H. Hamidettin Ateş Efendi bir grup arkadaşla hac vazifesini ifa etmek üzere 28 Eylül / 12 Ekim 2014 tarihleri arsında Hicaz`a gittiler. Allah`ın lütfuyla Hacc-ı Ekber yaptılar.  "Hac meşakkattir." hadisi şerif esrarınca bu yolcuğun başlangıç ve bitimin de biraz meşakkat çekilmiş, bazı zorluklar yaşanmış. Ancak ibadet duygusuyla sabır gösterip, zorluklara Allah rızası için tahammül göstermişler. Tabii Mekke ve Medine`de çok güzel hatıralar yaşamışlar? Geçtiğimiz iki sayıda hac hatıralarından bahsettik. Bu yazımızda da H. Hamidettin Ateş Efendi`nin bu yılki hac hatırları ve geçmişte yaşanmış bazı hicaz hatıralarını bir demet halinde sunalım istedik?

1988 yılında Medine-i Münevvere`de cezaevi vaizi olarak görev yapan Suriyeli âlimlerden Seyyid Ömer, Es-Seyyid Osman Hulûsi Efendi ile Medine`de görüşüp sohbet eder. Aradan yıllar geçer 1996 yılında bir grup arkadaşla umre ziyaretine giden H. Hamidettin Efendi, Medine`de bir eve davet edilir. Ev sahibi, yakın komşusu olan Seyyid Ömer`e bir misafiri olduğunu belirterek onu da davet eder. H. Hamidettin Efendi bazı arkadaşlar ile içeride otururken, evin dış kapısından giren Seyyid Ömer, "Vallahi burada Hacı Hulûsi Efendi`nin kokusu var." diyerek hayretini gizleyez. İçeri girdiğinde ise, daha önce hiç görmediği H. Hamidettin Efendi`nin olduğunu görünce boynuna sarılarak, kucaklaşır ve saatlerce sohbet ederler. Bu hatıra Hz. Peygamber (s.a.v.)`den sürüp gelen gül kokusunun onun neslinde burcu burcu koktuğunun bir işaretidir.

2009 yılındaki umre ziyaretinde de H. Hamidettin Efendi Hazretleri ile birlikte Seyyid Ömer`in ziyaretine gidileceği haber verilir. Çok rahatsız ve hasta olmasına rağmen, ziyaretçilerin Darende`den gelmiş olduklarını duyunca çok heyecanlanıp, beklemeye başlar. İlk karşılaştıkları anda: "Efendim, sizleri çok özledim." derken gözyaşlarını tutamaz ve gözyaşları içerisinde şunları söyler: "Hulûsi Efendi Hazretleri çok büyük kutuptu, maşallah hayrül halefi ile yol da aynen devam ediyor." der.

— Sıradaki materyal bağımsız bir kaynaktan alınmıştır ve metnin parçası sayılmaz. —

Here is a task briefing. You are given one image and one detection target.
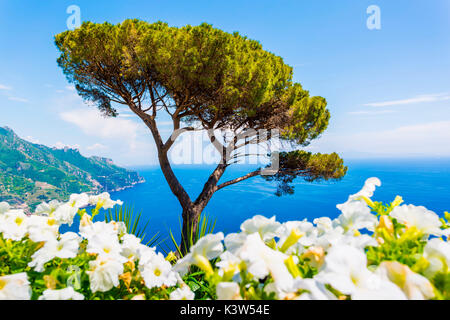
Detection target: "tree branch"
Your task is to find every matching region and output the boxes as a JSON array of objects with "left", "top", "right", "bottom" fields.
[{"left": 216, "top": 169, "right": 261, "bottom": 191}]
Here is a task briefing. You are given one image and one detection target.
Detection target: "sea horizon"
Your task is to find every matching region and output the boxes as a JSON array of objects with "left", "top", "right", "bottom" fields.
[{"left": 102, "top": 157, "right": 450, "bottom": 249}]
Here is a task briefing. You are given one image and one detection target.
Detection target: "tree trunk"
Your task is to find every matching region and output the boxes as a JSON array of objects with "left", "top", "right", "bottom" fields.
[{"left": 180, "top": 206, "right": 202, "bottom": 255}]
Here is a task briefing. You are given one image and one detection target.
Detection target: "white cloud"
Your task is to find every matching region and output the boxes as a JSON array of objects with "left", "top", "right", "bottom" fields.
[
  {"left": 0, "top": 84, "right": 12, "bottom": 90},
  {"left": 87, "top": 143, "right": 108, "bottom": 151},
  {"left": 308, "top": 121, "right": 450, "bottom": 157},
  {"left": 60, "top": 108, "right": 141, "bottom": 150},
  {"left": 364, "top": 93, "right": 450, "bottom": 107},
  {"left": 24, "top": 136, "right": 40, "bottom": 144},
  {"left": 8, "top": 96, "right": 29, "bottom": 103},
  {"left": 348, "top": 110, "right": 395, "bottom": 115},
  {"left": 53, "top": 141, "right": 81, "bottom": 150}
]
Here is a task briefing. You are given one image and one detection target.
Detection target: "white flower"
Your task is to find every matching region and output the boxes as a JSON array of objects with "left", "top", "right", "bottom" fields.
[
  {"left": 0, "top": 273, "right": 31, "bottom": 300},
  {"left": 349, "top": 177, "right": 381, "bottom": 200},
  {"left": 121, "top": 233, "right": 143, "bottom": 261},
  {"left": 293, "top": 278, "right": 337, "bottom": 300},
  {"left": 68, "top": 193, "right": 90, "bottom": 209},
  {"left": 139, "top": 252, "right": 178, "bottom": 289},
  {"left": 29, "top": 232, "right": 81, "bottom": 272},
  {"left": 89, "top": 193, "right": 123, "bottom": 210},
  {"left": 240, "top": 215, "right": 281, "bottom": 241},
  {"left": 313, "top": 217, "right": 334, "bottom": 235},
  {"left": 277, "top": 220, "right": 316, "bottom": 252},
  {"left": 216, "top": 251, "right": 242, "bottom": 280},
  {"left": 86, "top": 233, "right": 125, "bottom": 262},
  {"left": 170, "top": 286, "right": 195, "bottom": 300},
  {"left": 174, "top": 232, "right": 224, "bottom": 276},
  {"left": 35, "top": 200, "right": 61, "bottom": 216},
  {"left": 0, "top": 210, "right": 29, "bottom": 241},
  {"left": 312, "top": 223, "right": 345, "bottom": 250},
  {"left": 87, "top": 256, "right": 124, "bottom": 293},
  {"left": 376, "top": 261, "right": 435, "bottom": 300},
  {"left": 234, "top": 233, "right": 293, "bottom": 292},
  {"left": 334, "top": 233, "right": 378, "bottom": 250},
  {"left": 390, "top": 204, "right": 443, "bottom": 236},
  {"left": 53, "top": 203, "right": 78, "bottom": 226},
  {"left": 224, "top": 232, "right": 248, "bottom": 254},
  {"left": 335, "top": 200, "right": 377, "bottom": 233},
  {"left": 80, "top": 221, "right": 118, "bottom": 239},
  {"left": 423, "top": 238, "right": 450, "bottom": 277},
  {"left": 316, "top": 245, "right": 406, "bottom": 300},
  {"left": 27, "top": 215, "right": 59, "bottom": 243},
  {"left": 38, "top": 287, "right": 84, "bottom": 300},
  {"left": 0, "top": 201, "right": 10, "bottom": 214},
  {"left": 216, "top": 282, "right": 242, "bottom": 300}
]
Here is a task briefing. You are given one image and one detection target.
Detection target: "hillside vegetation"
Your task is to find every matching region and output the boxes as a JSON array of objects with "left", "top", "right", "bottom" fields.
[{"left": 0, "top": 127, "right": 143, "bottom": 209}]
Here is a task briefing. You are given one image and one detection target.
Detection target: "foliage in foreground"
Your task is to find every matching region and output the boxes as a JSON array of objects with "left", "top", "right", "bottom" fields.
[{"left": 0, "top": 178, "right": 449, "bottom": 300}]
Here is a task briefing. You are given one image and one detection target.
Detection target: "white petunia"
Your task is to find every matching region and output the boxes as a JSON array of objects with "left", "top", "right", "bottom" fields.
[
  {"left": 390, "top": 204, "right": 443, "bottom": 236},
  {"left": 87, "top": 256, "right": 124, "bottom": 293},
  {"left": 277, "top": 220, "right": 316, "bottom": 252},
  {"left": 224, "top": 232, "right": 248, "bottom": 254},
  {"left": 316, "top": 245, "right": 406, "bottom": 300},
  {"left": 120, "top": 233, "right": 143, "bottom": 261},
  {"left": 139, "top": 252, "right": 178, "bottom": 289},
  {"left": 35, "top": 200, "right": 61, "bottom": 216},
  {"left": 68, "top": 193, "right": 89, "bottom": 209},
  {"left": 86, "top": 233, "right": 125, "bottom": 262},
  {"left": 216, "top": 282, "right": 242, "bottom": 300},
  {"left": 38, "top": 287, "right": 84, "bottom": 300},
  {"left": 335, "top": 200, "right": 377, "bottom": 233},
  {"left": 0, "top": 201, "right": 10, "bottom": 214},
  {"left": 27, "top": 215, "right": 59, "bottom": 243},
  {"left": 313, "top": 217, "right": 334, "bottom": 235},
  {"left": 53, "top": 203, "right": 78, "bottom": 226},
  {"left": 334, "top": 233, "right": 378, "bottom": 250},
  {"left": 234, "top": 233, "right": 293, "bottom": 292},
  {"left": 376, "top": 261, "right": 435, "bottom": 300},
  {"left": 349, "top": 177, "right": 381, "bottom": 201},
  {"left": 0, "top": 273, "right": 31, "bottom": 300},
  {"left": 0, "top": 210, "right": 29, "bottom": 241},
  {"left": 170, "top": 286, "right": 195, "bottom": 300},
  {"left": 174, "top": 232, "right": 224, "bottom": 276},
  {"left": 240, "top": 215, "right": 281, "bottom": 241},
  {"left": 29, "top": 232, "right": 81, "bottom": 272},
  {"left": 216, "top": 251, "right": 242, "bottom": 281},
  {"left": 423, "top": 238, "right": 450, "bottom": 277},
  {"left": 89, "top": 192, "right": 123, "bottom": 210},
  {"left": 80, "top": 221, "right": 118, "bottom": 239},
  {"left": 293, "top": 278, "right": 337, "bottom": 300}
]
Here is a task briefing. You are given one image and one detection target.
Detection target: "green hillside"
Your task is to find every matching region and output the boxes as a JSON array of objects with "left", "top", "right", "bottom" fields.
[{"left": 0, "top": 126, "right": 144, "bottom": 210}]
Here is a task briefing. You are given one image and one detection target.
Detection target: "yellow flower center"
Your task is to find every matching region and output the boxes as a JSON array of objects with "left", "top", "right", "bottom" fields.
[
  {"left": 47, "top": 219, "right": 57, "bottom": 226},
  {"left": 15, "top": 217, "right": 24, "bottom": 226},
  {"left": 154, "top": 269, "right": 161, "bottom": 277},
  {"left": 103, "top": 247, "right": 111, "bottom": 254},
  {"left": 0, "top": 279, "right": 6, "bottom": 290}
]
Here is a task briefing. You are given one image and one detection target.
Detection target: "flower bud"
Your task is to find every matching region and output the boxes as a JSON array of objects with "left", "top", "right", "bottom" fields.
[
  {"left": 284, "top": 256, "right": 301, "bottom": 278},
  {"left": 280, "top": 228, "right": 303, "bottom": 252},
  {"left": 302, "top": 246, "right": 325, "bottom": 268},
  {"left": 378, "top": 215, "right": 394, "bottom": 235},
  {"left": 193, "top": 254, "right": 213, "bottom": 276}
]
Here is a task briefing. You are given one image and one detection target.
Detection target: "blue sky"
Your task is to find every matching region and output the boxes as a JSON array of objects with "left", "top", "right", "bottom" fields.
[{"left": 0, "top": 0, "right": 449, "bottom": 166}]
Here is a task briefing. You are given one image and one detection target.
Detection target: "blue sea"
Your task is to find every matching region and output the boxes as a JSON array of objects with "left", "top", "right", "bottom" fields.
[{"left": 104, "top": 158, "right": 450, "bottom": 248}]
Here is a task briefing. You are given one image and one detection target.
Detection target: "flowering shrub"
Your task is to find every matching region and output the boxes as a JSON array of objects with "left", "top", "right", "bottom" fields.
[{"left": 0, "top": 179, "right": 449, "bottom": 300}]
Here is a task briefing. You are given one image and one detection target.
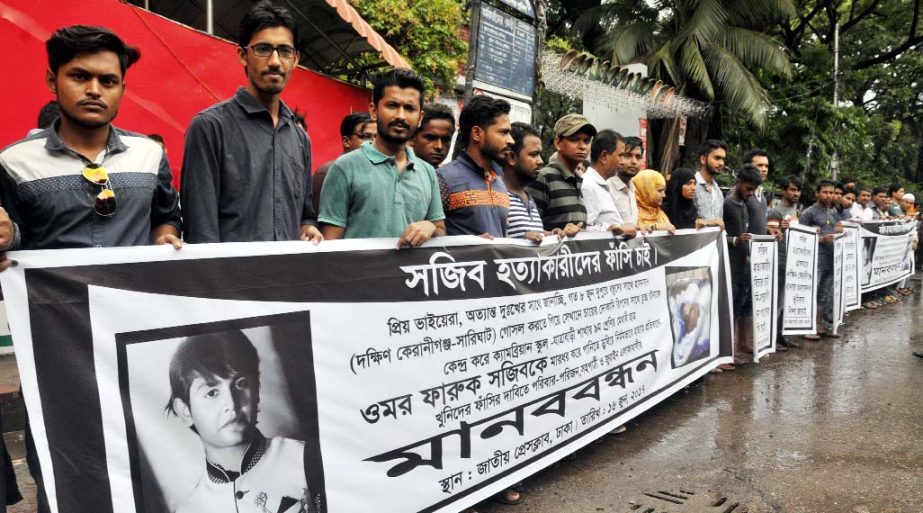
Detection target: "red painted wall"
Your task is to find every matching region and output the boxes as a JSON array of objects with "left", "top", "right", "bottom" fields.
[{"left": 0, "top": 0, "right": 371, "bottom": 186}]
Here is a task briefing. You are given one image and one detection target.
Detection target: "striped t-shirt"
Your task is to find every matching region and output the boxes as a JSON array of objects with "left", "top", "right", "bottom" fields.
[
  {"left": 524, "top": 162, "right": 586, "bottom": 230},
  {"left": 507, "top": 191, "right": 544, "bottom": 238}
]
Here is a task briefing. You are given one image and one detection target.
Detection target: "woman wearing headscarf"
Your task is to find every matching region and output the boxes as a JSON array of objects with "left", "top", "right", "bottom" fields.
[
  {"left": 663, "top": 168, "right": 699, "bottom": 229},
  {"left": 632, "top": 169, "right": 676, "bottom": 233},
  {"left": 664, "top": 167, "right": 726, "bottom": 230}
]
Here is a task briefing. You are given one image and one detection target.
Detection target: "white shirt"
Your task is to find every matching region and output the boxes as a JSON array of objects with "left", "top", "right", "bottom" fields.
[
  {"left": 693, "top": 171, "right": 724, "bottom": 220},
  {"left": 851, "top": 202, "right": 874, "bottom": 222},
  {"left": 606, "top": 174, "right": 638, "bottom": 224},
  {"left": 582, "top": 167, "right": 624, "bottom": 232},
  {"left": 175, "top": 436, "right": 308, "bottom": 513}
]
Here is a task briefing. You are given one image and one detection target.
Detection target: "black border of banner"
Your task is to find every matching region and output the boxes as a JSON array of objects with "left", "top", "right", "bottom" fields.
[
  {"left": 19, "top": 232, "right": 729, "bottom": 513},
  {"left": 115, "top": 311, "right": 326, "bottom": 513},
  {"left": 749, "top": 237, "right": 777, "bottom": 357}
]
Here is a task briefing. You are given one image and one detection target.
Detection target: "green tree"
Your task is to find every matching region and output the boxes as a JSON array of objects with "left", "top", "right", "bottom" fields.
[
  {"left": 724, "top": 0, "right": 923, "bottom": 195},
  {"left": 349, "top": 0, "right": 468, "bottom": 94},
  {"left": 567, "top": 0, "right": 794, "bottom": 172}
]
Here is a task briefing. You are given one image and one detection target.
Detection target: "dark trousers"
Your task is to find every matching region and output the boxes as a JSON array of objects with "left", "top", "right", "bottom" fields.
[
  {"left": 24, "top": 408, "right": 50, "bottom": 513},
  {"left": 0, "top": 414, "right": 23, "bottom": 512}
]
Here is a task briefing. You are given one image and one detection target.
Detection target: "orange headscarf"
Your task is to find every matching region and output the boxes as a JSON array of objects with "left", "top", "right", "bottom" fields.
[{"left": 632, "top": 169, "right": 671, "bottom": 229}]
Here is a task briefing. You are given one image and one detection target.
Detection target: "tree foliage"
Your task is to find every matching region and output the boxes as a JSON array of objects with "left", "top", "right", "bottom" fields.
[
  {"left": 568, "top": 0, "right": 795, "bottom": 127},
  {"left": 723, "top": 0, "right": 923, "bottom": 195},
  {"left": 349, "top": 0, "right": 467, "bottom": 94}
]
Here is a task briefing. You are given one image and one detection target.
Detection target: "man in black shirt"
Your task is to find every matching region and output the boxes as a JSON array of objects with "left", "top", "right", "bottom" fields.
[
  {"left": 723, "top": 164, "right": 763, "bottom": 365},
  {"left": 181, "top": 1, "right": 323, "bottom": 244}
]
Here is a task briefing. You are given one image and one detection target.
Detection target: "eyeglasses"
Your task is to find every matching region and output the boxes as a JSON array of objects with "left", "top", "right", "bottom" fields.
[
  {"left": 82, "top": 164, "right": 116, "bottom": 216},
  {"left": 351, "top": 132, "right": 376, "bottom": 141},
  {"left": 245, "top": 43, "right": 297, "bottom": 60}
]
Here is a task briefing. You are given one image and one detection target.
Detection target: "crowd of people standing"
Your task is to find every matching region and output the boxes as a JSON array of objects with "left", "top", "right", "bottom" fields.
[{"left": 0, "top": 0, "right": 919, "bottom": 511}]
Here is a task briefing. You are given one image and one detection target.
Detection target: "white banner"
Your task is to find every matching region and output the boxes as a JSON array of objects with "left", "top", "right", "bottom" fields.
[
  {"left": 860, "top": 219, "right": 917, "bottom": 292},
  {"left": 832, "top": 233, "right": 845, "bottom": 335},
  {"left": 841, "top": 223, "right": 862, "bottom": 312},
  {"left": 0, "top": 231, "right": 733, "bottom": 513},
  {"left": 782, "top": 224, "right": 819, "bottom": 336},
  {"left": 749, "top": 236, "right": 778, "bottom": 361}
]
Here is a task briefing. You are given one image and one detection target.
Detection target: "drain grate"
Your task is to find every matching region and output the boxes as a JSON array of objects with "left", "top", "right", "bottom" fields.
[{"left": 625, "top": 488, "right": 748, "bottom": 513}]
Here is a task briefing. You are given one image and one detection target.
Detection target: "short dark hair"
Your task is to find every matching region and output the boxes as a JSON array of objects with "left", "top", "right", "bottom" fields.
[
  {"left": 37, "top": 101, "right": 60, "bottom": 129},
  {"left": 624, "top": 136, "right": 644, "bottom": 154},
  {"left": 843, "top": 187, "right": 858, "bottom": 197},
  {"left": 165, "top": 330, "right": 260, "bottom": 416},
  {"left": 736, "top": 164, "right": 762, "bottom": 186},
  {"left": 857, "top": 185, "right": 872, "bottom": 194},
  {"left": 816, "top": 179, "right": 836, "bottom": 192},
  {"left": 697, "top": 139, "right": 728, "bottom": 157},
  {"left": 778, "top": 176, "right": 802, "bottom": 191},
  {"left": 841, "top": 176, "right": 856, "bottom": 185},
  {"left": 238, "top": 0, "right": 300, "bottom": 48},
  {"left": 458, "top": 95, "right": 511, "bottom": 148},
  {"left": 510, "top": 122, "right": 540, "bottom": 156},
  {"left": 339, "top": 112, "right": 372, "bottom": 137},
  {"left": 872, "top": 186, "right": 888, "bottom": 196},
  {"left": 833, "top": 180, "right": 844, "bottom": 192},
  {"left": 590, "top": 129, "right": 625, "bottom": 162},
  {"left": 372, "top": 68, "right": 425, "bottom": 107},
  {"left": 420, "top": 103, "right": 455, "bottom": 131},
  {"left": 46, "top": 25, "right": 140, "bottom": 76},
  {"left": 148, "top": 133, "right": 164, "bottom": 144},
  {"left": 292, "top": 109, "right": 307, "bottom": 130},
  {"left": 742, "top": 148, "right": 769, "bottom": 165},
  {"left": 888, "top": 182, "right": 904, "bottom": 195}
]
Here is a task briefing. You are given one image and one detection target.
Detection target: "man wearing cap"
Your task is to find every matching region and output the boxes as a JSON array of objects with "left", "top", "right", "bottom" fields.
[{"left": 525, "top": 114, "right": 596, "bottom": 231}]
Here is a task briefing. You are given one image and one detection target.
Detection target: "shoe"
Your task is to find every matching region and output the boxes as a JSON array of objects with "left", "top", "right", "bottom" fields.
[
  {"left": 718, "top": 363, "right": 736, "bottom": 371},
  {"left": 884, "top": 295, "right": 898, "bottom": 303},
  {"left": 611, "top": 425, "right": 627, "bottom": 434},
  {"left": 803, "top": 334, "right": 820, "bottom": 341},
  {"left": 914, "top": 351, "right": 923, "bottom": 359}
]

"Peygamber Sevgisi ve Muhabbetinden Daha Büyük Zenginlik Olmaz."

H. Hamidettin Efendi Hazretleri`ni göstererek, "Bunun dedesi Somuncu Baba Hazretleri`nin fırını var, fırınla ilgili çok güzel kerametleri var. Ben Darende`de muhabbet ve manevîyatın çok fazla olduğunu biliyorum." der ve ağlamayı sürdürür. H. Hamidettin Efendi Hazretleri Seyyid Ömer`e dönerek, "Sizleri biz de çok özledik." dediğinde "Efendim, siz gelince bizim için bayram oldu. Fakat biz çok fakiriz." der ve bu sözlerini iki kez tekrarlar. Bunun üzerine Efendi Hazretleri, Seyyid Ömer`e, "Peygamber sevgisi ve muhabbetinden daha büyük zenginlik olmaz." buyurur. Bu kelam ile duygulanan Seyyid Ömer şunları söyler: "Kim ehl-i beyti ve kutupları seviyorsa ne mutlu onlara,  H. Hamidettin Efendi Hazretleri ile sohbet edip murakabe edenlere ne mutlu? " Daha sonra Seyyid Ömer`in "Ben Hulûsi Efendi`nin ilâhîlerini de çok seviyorum." demesi üzerine arkadaşlar "Kapında bir zelil-i hâk-i sârım ya Rasûlullah"  ilâhîsinin Arapça`sını okurlar.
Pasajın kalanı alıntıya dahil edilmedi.